Points to watch (it’s not all sunshine)

  • Customer concentration: the top four multinational MNOs represented 72.3% of revenue in 2025. Relationships are long term, but concentration is a real exposure.
  • Tax charge volatility: tax expense jumped to US$96.6 million (from US$17.2 million), partly due to prior‑year effects and deferred tax movements. Keep an eye on cash tax versus P&L tax.
  • Macro and FX: while 71% of EBITDA is hard‑currency, several markets remain inflationary and subject to regulatory change. Malawi remains hyperinflationary under IAS 29.
  • Leverage still elevated: 3.4x is improved, but at the top end of the stated range. Delivery on 2026 cash generation and buybacks will need continued discipline.
  • Regulatory and tax audits: the notes list a number of outstanding tax assessments in Tanzania, DRC and Congo Brazzaville. No material provisions are booked, but timing and outcomes are uncertain.

Operational detail worth a glance

  • Sites ended at 14,746; total tenancies 31,944; year‑end tenancy ratio 2.17x.
  • Segment margins remain robust: Middle East & North Africa 74%, East & West Africa 68%, Central & Southern Africa 52%.
  • Future contracted revenue by 2026 alone totals US$731.4 million, reinforcing near‑term visibility.

My take: a confident pivot to compounding returns

These results read like a textbook inflection: scale built, lease‑up accelerating, margins edging higher, cash flow compounding, leverage easing, and now capital returning to shareholders. The early delivery of the 2.2x tenancy objective (year‑end ratio reported at 2.17x) shows execution is landing in the field, not just on slides.

Risks remain around taxation, regulation and customer concentration, and the tax line’s swing this year is a reminder that reported earnings can be noisy in these markets. Even so, the cash metrics did the talking in 2025, and 2026 guidance points to more of the same with a growing shareholder payout.
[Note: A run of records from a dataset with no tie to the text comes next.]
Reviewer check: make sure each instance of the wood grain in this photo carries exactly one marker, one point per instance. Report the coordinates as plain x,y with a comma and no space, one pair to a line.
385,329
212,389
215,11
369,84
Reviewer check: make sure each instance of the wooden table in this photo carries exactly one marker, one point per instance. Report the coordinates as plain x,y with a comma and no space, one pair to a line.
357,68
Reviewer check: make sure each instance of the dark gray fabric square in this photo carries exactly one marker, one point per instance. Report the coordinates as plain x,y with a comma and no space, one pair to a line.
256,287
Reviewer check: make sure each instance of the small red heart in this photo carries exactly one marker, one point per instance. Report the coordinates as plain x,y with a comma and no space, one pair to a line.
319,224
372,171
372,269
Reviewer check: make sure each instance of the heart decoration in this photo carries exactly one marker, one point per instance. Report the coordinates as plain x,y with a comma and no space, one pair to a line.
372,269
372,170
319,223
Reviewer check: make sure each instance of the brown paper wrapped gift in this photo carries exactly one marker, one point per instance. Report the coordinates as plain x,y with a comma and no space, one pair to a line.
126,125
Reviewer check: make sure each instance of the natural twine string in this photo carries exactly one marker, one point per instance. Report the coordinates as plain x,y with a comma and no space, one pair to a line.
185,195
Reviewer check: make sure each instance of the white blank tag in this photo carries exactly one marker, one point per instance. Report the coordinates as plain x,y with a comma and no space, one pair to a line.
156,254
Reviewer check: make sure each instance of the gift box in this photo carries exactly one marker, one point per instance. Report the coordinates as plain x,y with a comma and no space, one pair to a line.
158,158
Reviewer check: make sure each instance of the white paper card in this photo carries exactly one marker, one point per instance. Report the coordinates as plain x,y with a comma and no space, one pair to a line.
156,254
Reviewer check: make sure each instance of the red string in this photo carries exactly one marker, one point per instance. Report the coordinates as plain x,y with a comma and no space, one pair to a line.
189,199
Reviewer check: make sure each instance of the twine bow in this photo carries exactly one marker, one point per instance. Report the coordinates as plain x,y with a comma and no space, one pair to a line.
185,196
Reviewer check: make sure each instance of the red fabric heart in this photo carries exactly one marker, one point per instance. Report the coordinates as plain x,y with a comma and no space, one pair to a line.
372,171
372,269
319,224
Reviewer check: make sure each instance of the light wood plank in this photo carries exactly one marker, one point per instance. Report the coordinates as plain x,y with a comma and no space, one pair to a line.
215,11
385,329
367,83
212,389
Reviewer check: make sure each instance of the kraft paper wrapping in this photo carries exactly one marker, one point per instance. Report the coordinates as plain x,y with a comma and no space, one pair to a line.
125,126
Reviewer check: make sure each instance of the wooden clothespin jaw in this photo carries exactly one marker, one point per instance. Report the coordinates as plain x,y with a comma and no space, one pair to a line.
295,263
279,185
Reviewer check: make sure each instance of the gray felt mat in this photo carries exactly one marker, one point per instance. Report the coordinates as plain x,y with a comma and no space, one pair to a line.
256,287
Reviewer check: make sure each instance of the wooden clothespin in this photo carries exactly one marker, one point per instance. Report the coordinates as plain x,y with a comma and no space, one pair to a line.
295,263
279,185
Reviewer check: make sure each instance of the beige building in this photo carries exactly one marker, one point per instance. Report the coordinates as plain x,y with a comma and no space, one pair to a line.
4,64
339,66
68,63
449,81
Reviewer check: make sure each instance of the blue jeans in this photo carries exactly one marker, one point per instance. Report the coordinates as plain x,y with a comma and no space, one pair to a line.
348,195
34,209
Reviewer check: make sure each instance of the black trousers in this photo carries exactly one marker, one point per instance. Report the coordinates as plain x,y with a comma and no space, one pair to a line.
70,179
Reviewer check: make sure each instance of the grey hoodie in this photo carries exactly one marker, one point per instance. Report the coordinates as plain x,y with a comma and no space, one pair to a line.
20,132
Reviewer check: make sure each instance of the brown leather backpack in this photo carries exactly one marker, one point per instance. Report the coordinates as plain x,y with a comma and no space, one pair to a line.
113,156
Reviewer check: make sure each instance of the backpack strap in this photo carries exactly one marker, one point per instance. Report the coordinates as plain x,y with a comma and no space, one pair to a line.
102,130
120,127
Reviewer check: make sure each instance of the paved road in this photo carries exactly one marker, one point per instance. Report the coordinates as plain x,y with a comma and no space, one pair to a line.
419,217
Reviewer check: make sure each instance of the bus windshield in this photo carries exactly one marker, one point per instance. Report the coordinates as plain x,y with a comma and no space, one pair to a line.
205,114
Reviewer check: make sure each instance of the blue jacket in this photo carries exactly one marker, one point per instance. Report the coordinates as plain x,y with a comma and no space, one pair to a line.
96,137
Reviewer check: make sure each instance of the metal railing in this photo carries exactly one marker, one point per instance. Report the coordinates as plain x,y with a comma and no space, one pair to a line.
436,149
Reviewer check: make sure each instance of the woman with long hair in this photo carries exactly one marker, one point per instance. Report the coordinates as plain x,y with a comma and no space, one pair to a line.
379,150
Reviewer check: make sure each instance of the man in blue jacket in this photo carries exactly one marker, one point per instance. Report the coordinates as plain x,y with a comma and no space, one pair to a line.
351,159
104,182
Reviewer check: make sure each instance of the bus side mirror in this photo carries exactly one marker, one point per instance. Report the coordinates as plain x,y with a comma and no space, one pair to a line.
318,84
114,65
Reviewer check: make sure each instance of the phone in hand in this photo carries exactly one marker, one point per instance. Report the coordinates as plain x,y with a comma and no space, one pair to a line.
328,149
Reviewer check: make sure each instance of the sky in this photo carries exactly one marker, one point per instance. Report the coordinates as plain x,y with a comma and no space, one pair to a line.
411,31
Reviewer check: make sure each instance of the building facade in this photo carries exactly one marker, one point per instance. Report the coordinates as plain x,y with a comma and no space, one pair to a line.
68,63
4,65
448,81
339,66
If management can keep adding 2,000‑2,500 tenancies a year while holding the cost of debt and nudging ROIC up, IMPACT 2030 has every chance of doing what it says on the tin.

Net‑net: a positive update with substance. For investors comfortable with the geographies, Helios Towers is leaning into its cash generation and starting to share more of it with owners.

Disclaimer: This Blog is provided for general information about investments. It does not constitute investment advice. Information is taken from publicly available sources and any comment is that of the author who does not take any third party comment in the publication.